Our initial results have been confirmed with the same strain 24725 (21) as well as with P. chrysosporium 32629 (10). However, our earlier work has also been attributed to experimental artifacts, and P. chrysosporium ATCC 34541 was reported to be unable to mineralize DCA (11). It has been postulated that P. chrysosporium is no different from other soil fungi, which generally have only a low capability for the mineralization of chloroanilines (24, 27).
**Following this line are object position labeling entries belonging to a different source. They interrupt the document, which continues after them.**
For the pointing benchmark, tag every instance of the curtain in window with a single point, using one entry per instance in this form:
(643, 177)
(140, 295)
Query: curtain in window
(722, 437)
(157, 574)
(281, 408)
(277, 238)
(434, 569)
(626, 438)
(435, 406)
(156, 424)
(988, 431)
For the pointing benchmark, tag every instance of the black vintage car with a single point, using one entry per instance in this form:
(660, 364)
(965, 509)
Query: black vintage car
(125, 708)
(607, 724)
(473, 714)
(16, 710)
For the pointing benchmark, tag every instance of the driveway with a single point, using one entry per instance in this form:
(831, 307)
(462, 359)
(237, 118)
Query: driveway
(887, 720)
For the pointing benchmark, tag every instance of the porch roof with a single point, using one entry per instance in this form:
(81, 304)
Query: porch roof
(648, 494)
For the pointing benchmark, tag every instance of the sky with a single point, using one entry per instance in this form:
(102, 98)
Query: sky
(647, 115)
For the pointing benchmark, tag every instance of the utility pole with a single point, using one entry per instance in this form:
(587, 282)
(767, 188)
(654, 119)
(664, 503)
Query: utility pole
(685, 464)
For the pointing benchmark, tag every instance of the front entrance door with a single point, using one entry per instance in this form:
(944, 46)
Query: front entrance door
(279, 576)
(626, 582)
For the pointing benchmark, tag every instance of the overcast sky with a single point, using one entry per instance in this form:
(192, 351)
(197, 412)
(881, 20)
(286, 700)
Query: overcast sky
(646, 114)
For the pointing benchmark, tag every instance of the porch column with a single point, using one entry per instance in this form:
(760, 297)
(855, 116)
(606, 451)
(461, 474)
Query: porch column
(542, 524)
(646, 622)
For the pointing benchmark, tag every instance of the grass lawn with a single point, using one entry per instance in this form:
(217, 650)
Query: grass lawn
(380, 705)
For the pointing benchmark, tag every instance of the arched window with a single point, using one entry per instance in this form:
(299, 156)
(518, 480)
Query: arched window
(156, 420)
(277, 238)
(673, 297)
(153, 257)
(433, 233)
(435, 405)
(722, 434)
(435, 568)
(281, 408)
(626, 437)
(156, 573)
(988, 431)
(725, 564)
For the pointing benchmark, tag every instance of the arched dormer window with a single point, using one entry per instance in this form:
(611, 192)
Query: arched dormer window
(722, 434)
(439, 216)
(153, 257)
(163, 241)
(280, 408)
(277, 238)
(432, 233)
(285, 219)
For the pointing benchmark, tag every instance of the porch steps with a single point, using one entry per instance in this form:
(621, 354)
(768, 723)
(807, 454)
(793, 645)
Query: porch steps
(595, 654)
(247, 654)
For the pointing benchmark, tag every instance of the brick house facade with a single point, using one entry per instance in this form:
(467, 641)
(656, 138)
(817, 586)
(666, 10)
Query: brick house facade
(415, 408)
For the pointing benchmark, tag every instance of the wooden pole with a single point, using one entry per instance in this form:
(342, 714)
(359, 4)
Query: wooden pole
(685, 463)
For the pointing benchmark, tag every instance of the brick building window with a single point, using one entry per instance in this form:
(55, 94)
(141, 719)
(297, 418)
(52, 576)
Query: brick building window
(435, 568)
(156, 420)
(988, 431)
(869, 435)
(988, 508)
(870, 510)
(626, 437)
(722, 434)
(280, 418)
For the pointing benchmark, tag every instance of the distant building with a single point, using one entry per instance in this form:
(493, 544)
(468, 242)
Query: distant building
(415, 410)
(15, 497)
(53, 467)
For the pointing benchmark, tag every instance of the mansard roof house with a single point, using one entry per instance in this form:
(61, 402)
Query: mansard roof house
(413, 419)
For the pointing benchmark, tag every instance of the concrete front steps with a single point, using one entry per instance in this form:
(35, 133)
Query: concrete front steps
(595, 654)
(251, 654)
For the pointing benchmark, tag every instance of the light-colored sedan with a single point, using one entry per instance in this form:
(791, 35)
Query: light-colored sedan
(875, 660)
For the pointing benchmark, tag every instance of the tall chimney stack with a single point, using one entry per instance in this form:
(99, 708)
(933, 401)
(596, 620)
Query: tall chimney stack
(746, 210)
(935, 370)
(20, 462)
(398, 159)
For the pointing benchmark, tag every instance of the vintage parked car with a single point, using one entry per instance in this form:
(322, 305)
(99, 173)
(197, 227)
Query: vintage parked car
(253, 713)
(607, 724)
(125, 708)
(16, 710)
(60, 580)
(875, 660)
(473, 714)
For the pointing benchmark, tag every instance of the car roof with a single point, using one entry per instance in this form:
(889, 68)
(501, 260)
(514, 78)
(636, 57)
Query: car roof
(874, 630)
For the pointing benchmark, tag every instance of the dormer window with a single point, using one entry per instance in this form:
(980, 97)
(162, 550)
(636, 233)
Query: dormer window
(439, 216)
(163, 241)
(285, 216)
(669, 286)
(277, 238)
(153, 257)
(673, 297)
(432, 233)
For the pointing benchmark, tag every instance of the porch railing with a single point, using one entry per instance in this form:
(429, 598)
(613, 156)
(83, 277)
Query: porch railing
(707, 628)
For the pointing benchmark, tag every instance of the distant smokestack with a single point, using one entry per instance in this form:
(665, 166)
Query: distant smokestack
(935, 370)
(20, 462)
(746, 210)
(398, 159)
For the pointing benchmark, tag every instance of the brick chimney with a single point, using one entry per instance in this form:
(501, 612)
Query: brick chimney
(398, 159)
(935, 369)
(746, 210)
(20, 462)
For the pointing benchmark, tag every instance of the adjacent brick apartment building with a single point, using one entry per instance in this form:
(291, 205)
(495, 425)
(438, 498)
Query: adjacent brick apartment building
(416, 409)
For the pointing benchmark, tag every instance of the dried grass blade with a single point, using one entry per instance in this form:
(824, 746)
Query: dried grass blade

The initial purpose of the present work was to define optimal fermentation conditions. In addition, a new intermediate of mineralization was discovered when the kinetics of mineralization were studied. This metabolite, termed DCAX, is now identified as N-(3,4-dichlorophenyl)-α-ketoglutaryl-δ-amide by isolation from C- and N-rich medium and by standard spectroscopic techniques. A hypothetical mechanism for the formation of this metabolite and its conversion to the succinimide is given. Some of the results have been described briefly (26, 29).
MATERIALS AND METHODS
Chemicals.
All chemicals used in this study were of analytical grade. The high-performance liquid chromatography (HPLC) solvents used were from Riedel-de-Haën. 3,4-Dichloro[U-14C]aniline was obtained and purified as previously described (1, 20). Reference substances were generally from our laboratory collection (3, 23, 23a, 28).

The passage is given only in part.